USAA is adding a retained quota share layer to the stated reinsurance for some of its annual aggregate Residential Re catastrophe bonds for their next loss occurrence period, after an update to the risk model used drove a material increase to the expected loss contribution of the severe thunderstorm peril, Artemis has learned.
The three in-force cat bond issuances subject to this change are the two tranches of the Residential Reinsurance 2023 Limited (Series 2023-1) deal, the remaining two tranches of the Residential Reinsurance 2024 Limited (Series 2024-1) deal and the three remaining tranches of the most recent aggregate cat bond sponsored by USAA, the Residential Reinsurance 2025 Limited (Series 2025-1) deal, we understand from sources.
We’re told that in notices to holders of these Residential Re cat bond notes, USAA has explained that due to material increases in the expected loss contribution for the severe thunderstorm peril under the latest risk model version, presumably Verisk’s as that was the model used in each case, it has decided to include an additional retained stated reinsurance layer.
Sources said this is a 100% retained quota share reinsurance arrangement, which will be applicable to all severe thunderstorm loss occurrences, which now becomes part of the stated reinsurance for each of the cat bonds subject to this change from the start of their next loss occurrence period, which we believe to be from this coming June 1st 2026.
The quota share is said to cover all states and policies that the cat bonds themselves might be exposed to, while it attaches at the zero dollar loss level and has unlimited limit.
We suspect what this means is that, after the risk model update increased the expected loss contribution from severe thunderstorm risks, that would have changed the risk metrics for the cat bonds meaning that additional stated reinsurance beneath the tower would effectively lift them higher.
At annual resets, cat bonds can be adjusted within certain pre-defined bounds, to provide useful flexibility for sponsors, allowing them to be moved within reinsurance towers to a degree. Here, it seems USAA is leveraging other terms in the cat bonds that allow for additional stated reinsurance to be added, in order to control the expected loss metrics of the notes.
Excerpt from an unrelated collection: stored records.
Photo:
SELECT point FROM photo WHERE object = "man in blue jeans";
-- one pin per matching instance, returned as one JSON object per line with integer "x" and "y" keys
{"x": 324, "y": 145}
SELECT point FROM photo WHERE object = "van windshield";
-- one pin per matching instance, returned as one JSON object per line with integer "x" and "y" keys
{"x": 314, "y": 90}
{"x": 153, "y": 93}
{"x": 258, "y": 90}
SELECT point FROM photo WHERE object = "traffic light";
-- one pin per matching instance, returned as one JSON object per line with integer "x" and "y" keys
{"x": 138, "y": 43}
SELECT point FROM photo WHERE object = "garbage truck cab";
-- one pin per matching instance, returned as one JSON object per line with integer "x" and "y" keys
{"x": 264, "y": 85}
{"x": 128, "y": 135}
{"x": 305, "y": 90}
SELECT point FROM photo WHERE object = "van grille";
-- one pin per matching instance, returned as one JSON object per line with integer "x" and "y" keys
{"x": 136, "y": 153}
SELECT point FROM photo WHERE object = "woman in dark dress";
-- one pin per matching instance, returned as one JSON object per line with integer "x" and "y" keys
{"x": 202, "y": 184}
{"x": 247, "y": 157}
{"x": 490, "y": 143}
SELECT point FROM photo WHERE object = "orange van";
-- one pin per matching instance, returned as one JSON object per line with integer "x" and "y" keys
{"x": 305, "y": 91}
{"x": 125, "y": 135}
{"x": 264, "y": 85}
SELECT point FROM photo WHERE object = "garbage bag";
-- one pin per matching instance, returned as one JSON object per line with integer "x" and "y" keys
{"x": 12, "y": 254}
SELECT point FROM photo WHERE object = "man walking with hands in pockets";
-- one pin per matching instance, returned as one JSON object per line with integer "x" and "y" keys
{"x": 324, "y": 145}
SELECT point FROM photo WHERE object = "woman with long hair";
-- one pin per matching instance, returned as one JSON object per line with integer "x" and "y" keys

Which is a good demonstration of the utility of catastrophe bonds as protection and their well-thought through protection terms, that allow for some flexibility and for the risk level to be controlled by the sponsors, for themselves and the investors.
This addition of a retained quota share reinsurance layer at the bottom of the tower may enable the cat bonds attachments to be lifted higher than would otherwise have been possible under the reset terms, so controlling the expected loss and keeping it within the limits of the reset terms. That’s an assumption, although it’s important to add that we haven’t seen any documents to 100% confirm this.
It is also possible that USAA could be controlling for a potential spread increase that would be needed for a larger increase in expected loss, by using an additional retained reinsurance layer. Again, we cannot be certain.
With 46 catastrophe bond transactions included in our Deal Directory, USAA and its now 45 issuance strong Residential Re cat bond program is the most prolific sponsor and program in the market, a regular and consistent feature since the cat bond instrument was first seen in late 1996 when USAA’s first issuance began marketing.